IF 2.8 3区 医学 Q2 GASTROENTEROLOGY & HEPATOLOGY Pub Date : 2025-08-25 DOI: 10.1002/jhbp.70000
Shunsuke Onoe, Takashi Mizuno, Nobuyuki Watanabe, Shoji Kawakatsu, Junpei Yamaguchi, Taisuke Baba, Ryusei Yamamoto, Yoshie Shimoyama, Toshio Kokuryo, Tomoki Ebata

Background

Overexpression of human epidermal growth factor receptor 2 (HER2) is a recognized prognostic marker and therapeutic target in oncology. However, its clinical significance in intraductal papillary neoplasm of the bile duct (IPNB) remains unclear.

Methods

This retrospective study reviewed patients who underwent resection for IPNB between 1998 and 2011. HER2 overexpression was evaluated by immunohistochemistry and semi-quantitatively categorized into four grades (score 0, 1+, 2+, 3+); the former two and the latter two grades defined HER2-negative and HER2-positive groups, respectively.

Results

A total of 184 IPNB cases were analyzed, of which 12 patients (6.5%) were diagnosed with HER2-positive disease. There were no significant differences between the groups in clinicopathologic characteristics such as tumor location, histologic type, or invasion depth, with the exception of superficial extension, which was significantly more frequent in the HER2-positive group. The HER2-positive group demonstrated significantly worse overall survival than the HER2-negative group (25% vs. 49% at 5 years, p = 0.030). In multivariable analysis, HER2 positivity, age ≥ 70, percutaneous transhepatic biliary drainage, nodal metastasis, and positive margin status were identified as independent prognostic factors.

Conclusion

HER2 overexpression is an independent biologic marker for unfavorable survival, though infrequent in IPNB.

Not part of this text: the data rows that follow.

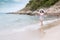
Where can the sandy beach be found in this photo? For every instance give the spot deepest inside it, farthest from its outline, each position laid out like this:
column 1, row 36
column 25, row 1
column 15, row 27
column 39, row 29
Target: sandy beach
column 33, row 32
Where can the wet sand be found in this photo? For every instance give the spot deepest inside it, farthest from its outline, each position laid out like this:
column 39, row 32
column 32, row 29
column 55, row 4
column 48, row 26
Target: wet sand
column 51, row 33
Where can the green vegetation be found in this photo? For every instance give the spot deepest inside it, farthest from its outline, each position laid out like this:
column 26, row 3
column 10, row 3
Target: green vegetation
column 35, row 4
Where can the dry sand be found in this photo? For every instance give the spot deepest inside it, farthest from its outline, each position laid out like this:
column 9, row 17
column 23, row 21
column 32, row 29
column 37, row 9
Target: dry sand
column 52, row 32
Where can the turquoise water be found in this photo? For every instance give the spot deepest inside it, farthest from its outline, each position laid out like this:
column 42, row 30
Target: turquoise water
column 10, row 21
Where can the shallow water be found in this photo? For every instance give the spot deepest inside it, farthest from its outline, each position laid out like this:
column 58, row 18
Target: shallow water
column 10, row 21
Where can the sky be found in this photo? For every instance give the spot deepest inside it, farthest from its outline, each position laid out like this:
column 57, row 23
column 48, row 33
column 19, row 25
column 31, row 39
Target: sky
column 12, row 5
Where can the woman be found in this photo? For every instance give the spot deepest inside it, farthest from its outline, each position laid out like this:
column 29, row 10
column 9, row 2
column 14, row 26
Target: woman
column 41, row 16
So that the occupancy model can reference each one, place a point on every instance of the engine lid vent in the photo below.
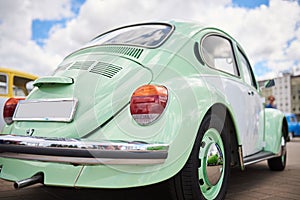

背景:人表皮生长因子受体2 (HER2)的过表达是公认的肿瘤预后标志物和治疗靶点。然而,其在胆管内乳头状瘤(IPNB)中的临床意义尚不清楚。方法:本回顾性研究回顾了1998年至2011年间接受IPNB切除术的患者。免疫组化评价HER2过表达,半定量分为0、1+、2+、3+ 4个等级;前两个分级和后两个分级分别定义her2阴性组和her2阳性组。结果:共分析184例IPNB,其中12例(6.5%)诊断为her2阳性疾病。两组间在肿瘤位置、组织学类型、侵袭深度等临床病理特征上均无显著差异,但her2阳性组明显多发于浅表延伸。her2阳性组的总生存率明显低于her2阴性组(5年生存率为25% vs. 49%, p = 0.030)。在多变量分析中,HER2阳性,年龄≥70岁,经皮经肝胆道引流,淋巴结转移和阳性边缘状态被确定为独立的预后因素。结论:HER2过表达是不利生存的独立生物学标志物,尽管在IPNB中并不常见。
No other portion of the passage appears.